For decades, there has been an unwritten rule in health technology: software can assist, but it cannot decide.
AI is being used to transcribe doctor notes, suggest billing codes, or surface clinical guidelines. But the final decision to authorise a prescription has remained strictly with a licensed practitioner.
That line has now been crossed.
The state of Utah has officially authorised Doctronic, an AI-native healthcare platform, to act as an autonomous clinical decision-maker.
Not as a tool for doctors. Not as a second opinion. But as a system allowed to evaluate patients and authorise medication refills on its own.
It’s a quiet regulatory move with potentially far-reaching consequences. It also signals how states, not federal agencies, may shape the next phase of AI in healthcare.
Utah-Doctronic Partnership: What has Utah approved?
The collaboration is the flagship project of Utah’s Office of Artificial Intelligence Policy (OAIP) and its AI Regulatory Sandbox.
Established by the state legislature in 2024 through Senate Bill 149, the sandbox creates a “safe zone” where companies can test technologies that might otherwise conflict with existing state laws.
In this specific case, Utah has granted Doctronic a temporary waiver from certain statutes governing professional licensure and telehealth prescribing.

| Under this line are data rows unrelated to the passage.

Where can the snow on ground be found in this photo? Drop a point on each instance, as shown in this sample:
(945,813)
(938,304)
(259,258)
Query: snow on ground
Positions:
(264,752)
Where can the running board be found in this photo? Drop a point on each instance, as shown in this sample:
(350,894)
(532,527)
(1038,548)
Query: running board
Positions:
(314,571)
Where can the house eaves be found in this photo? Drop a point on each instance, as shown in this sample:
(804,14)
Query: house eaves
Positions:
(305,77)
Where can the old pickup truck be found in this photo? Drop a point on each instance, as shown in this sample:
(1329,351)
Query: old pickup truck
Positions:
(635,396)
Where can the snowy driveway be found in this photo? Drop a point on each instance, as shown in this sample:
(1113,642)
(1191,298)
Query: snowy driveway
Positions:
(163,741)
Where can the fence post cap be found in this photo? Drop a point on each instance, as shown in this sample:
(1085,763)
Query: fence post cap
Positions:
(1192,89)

This allows Doctronic’s AI to evaluate and authorise medication refills without a doctor reviewing every individual request in real time.

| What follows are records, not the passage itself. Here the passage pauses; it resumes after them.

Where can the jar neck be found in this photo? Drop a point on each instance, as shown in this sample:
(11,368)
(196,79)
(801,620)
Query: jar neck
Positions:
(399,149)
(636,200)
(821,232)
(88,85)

The target problem is administrative overload, and the goal is to solve the “refill crisis.”
Primary care clinics across the US are drowning in refill requests for patients with stable, chronic conditions. Delays can stretch for weeks, leading to missed doses, worsening outcomes, and frustrated patients.
By delegating routine renewals to a qualified AI, Utah hopes to improve medication adherence and free up clinicians for more complex patient needs.

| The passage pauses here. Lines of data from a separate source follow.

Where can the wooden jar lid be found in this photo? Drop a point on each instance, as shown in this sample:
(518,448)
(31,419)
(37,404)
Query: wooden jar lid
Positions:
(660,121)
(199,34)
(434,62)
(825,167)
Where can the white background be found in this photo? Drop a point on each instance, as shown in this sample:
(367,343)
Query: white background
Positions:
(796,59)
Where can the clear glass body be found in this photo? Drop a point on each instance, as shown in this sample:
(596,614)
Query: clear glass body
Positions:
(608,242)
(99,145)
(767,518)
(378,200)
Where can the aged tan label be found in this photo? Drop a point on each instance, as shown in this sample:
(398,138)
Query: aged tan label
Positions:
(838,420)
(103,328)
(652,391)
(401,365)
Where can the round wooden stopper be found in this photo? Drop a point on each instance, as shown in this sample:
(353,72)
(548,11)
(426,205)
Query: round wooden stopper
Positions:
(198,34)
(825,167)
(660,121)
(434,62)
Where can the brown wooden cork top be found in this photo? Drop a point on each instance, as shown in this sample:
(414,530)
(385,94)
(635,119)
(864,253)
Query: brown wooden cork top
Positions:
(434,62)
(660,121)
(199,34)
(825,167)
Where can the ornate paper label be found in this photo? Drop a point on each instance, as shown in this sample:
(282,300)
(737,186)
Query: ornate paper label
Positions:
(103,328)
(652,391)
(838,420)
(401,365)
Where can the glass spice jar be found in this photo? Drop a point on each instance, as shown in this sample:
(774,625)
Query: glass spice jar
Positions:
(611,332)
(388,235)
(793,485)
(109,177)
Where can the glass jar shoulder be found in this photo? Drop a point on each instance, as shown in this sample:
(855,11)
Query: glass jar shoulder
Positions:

This is not “AI with a blank cheque”
Despite the headline, the system is tightly constrained.
The Doctronic platform functions within a highly structured environment defined by clinical guardrails and a phased oversight model.
The AI is authorised to work only within a defined list of 191 low-risk medications. These include:
- Statins for cholesterol management.
- Blood pressure medications (antihypertensives).
- Oral contraceptives.
- Certain stable psychiatric medications.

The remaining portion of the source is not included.